Discussion Questions

Second Life

1. How would you describe Julia’s personality at the beginning of the novel? What are the central concerns in her life?

2. What themes are introduced in the very first scene, at the photography exhibition? What role does Julia’s celebrated photo of Marcus play? How does it set up the rest of the story?

3. Having removed herself from the famous photograph, Julia admits that she “used…art to lie.” What does she mean? How does this reflect Picasso’s statement that “art is a lie that makes us realize truth”?

4. As a young photographer, Julia “didn’t consider a life lived unless it was also documented.” What’s drives this need for documentation? What are the benefits and the dangers of many ways modern technology allows us to document our own experiences so extensively?

5. What kinds of addiction exist in the novel? Are some addictions worse than others?

6. Does passionate love or desire count as an addiction? Have you ever experienced a romantic feeling of “addiction” with someone?

7. How do different characters --- Julia, Connor, Hugh --- process of Kate’s death?

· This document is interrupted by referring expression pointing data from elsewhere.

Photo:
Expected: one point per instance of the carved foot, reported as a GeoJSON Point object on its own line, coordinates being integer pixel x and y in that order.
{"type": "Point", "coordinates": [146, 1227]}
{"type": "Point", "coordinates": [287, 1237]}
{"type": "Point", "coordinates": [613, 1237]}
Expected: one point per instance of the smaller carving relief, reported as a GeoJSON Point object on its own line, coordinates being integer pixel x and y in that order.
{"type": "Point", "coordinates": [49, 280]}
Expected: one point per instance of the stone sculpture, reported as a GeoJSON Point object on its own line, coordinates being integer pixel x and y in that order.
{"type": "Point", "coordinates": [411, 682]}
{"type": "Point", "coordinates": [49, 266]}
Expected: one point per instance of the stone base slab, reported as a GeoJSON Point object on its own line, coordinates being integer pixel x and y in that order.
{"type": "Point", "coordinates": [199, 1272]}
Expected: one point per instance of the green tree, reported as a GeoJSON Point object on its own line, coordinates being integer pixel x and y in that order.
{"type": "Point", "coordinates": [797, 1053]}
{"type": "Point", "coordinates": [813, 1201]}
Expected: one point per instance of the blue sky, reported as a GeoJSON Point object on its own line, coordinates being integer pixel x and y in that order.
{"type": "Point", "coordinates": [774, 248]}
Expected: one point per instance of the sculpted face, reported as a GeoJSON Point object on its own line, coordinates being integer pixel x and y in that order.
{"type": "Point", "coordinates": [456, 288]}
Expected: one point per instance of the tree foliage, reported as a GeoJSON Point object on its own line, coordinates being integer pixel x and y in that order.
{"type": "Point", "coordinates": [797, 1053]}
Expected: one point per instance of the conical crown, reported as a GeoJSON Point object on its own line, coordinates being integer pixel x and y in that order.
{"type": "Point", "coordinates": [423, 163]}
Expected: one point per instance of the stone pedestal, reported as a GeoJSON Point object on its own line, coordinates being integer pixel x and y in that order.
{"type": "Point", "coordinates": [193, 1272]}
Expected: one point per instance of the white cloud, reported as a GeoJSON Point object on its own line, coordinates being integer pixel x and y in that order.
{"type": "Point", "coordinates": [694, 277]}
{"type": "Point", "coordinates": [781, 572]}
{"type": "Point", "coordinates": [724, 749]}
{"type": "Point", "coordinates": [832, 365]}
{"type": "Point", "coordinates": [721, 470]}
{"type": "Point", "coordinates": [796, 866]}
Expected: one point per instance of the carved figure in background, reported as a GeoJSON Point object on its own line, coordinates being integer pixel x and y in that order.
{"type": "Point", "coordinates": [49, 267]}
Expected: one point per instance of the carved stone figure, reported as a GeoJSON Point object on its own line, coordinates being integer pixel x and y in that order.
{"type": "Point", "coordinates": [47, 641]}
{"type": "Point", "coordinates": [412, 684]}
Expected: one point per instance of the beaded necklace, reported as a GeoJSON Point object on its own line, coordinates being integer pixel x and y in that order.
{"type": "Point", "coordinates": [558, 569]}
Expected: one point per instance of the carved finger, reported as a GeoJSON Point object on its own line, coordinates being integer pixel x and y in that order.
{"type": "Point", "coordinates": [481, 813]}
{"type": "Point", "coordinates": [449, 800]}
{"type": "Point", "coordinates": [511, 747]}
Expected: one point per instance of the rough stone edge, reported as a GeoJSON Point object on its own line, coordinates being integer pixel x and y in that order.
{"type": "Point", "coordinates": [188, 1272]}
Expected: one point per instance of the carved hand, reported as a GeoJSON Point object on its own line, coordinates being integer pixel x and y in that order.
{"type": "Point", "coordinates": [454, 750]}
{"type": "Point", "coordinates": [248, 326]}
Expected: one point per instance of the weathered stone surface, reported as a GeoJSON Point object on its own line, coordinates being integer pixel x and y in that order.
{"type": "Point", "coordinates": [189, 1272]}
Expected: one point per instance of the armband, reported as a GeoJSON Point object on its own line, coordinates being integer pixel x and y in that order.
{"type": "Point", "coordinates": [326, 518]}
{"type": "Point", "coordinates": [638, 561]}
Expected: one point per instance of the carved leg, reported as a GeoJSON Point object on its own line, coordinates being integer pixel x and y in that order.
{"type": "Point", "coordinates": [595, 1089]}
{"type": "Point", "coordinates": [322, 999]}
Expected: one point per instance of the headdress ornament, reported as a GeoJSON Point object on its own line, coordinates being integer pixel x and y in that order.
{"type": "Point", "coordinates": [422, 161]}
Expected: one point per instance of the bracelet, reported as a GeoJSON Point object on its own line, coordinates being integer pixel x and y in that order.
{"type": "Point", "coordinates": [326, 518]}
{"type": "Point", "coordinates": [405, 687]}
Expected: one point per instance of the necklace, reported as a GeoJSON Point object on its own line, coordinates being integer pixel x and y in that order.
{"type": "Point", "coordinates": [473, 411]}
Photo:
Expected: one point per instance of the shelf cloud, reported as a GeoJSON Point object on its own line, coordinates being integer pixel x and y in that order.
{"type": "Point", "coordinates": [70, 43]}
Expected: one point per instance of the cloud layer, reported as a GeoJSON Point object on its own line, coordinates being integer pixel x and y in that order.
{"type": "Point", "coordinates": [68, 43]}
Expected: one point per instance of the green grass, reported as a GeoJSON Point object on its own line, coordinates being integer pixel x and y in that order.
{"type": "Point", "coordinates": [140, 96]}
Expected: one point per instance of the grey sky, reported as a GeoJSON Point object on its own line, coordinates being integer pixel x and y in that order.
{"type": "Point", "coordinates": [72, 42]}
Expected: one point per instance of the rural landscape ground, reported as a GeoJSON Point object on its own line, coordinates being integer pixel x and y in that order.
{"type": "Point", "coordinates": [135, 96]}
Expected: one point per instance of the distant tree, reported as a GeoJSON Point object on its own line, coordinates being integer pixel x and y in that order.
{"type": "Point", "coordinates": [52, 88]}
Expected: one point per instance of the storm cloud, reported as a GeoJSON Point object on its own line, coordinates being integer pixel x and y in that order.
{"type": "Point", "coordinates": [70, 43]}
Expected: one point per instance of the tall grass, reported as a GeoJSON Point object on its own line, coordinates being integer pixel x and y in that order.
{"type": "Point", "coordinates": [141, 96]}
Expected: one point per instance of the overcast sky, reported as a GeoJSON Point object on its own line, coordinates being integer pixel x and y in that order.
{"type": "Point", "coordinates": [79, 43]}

In what ways do they embody the Five Stages of Grief (Denial, Anger, Bargaining, Depression, Acceptance)? What elements seem essential to a healthy struggle with grief or loss?

8. Julia says her relationship to her husband Hugh “went from being friends straight to being companions,” skipping all but a “muted” physical passion. How might this have affected her behavior with Lukas? Do you think physical desire is an essential part of a healthy, happy relationship?

9. What are the pros and cons of online chat or dating sites? How has modern technology made such interactions more or less intimate?

10. To what extent is online social interaction about fantasy?

11. Throughout most of her interaction with Lukas, Julia finds herself full of “anxiety, but also excitement.” What’s the relationship between these two feelings?

12. Julia’s fantasy life reveals an attraction to danger and even physical harm. What might be the source of such desire? In what ways is Lukas’ attempt to act out Julia’s fantasies healthy or harmful?

13. Julia struggles with what she calls “an inrush of banality” caused by her domestic life as a wife and mother. What about her life or personality makes it difficult for her to enjoy these roles?

14. Like the figure outside Julia’s bedroom window, much of her life is “there, yet not there.” What are some of her tenuous experiences or relationships? How has the Internet altered the extent of it?

15. Julia admits to being pulled toward Lukas by “the sense that something will happen.” How important and powerful is the idea of possibility? How does the electronic world of the internet and text and email fuel it?

16. In her desperate search for Connor, Julia suddenly realizes “that we’re wearing masks, all of us, all the time.” What does she mean?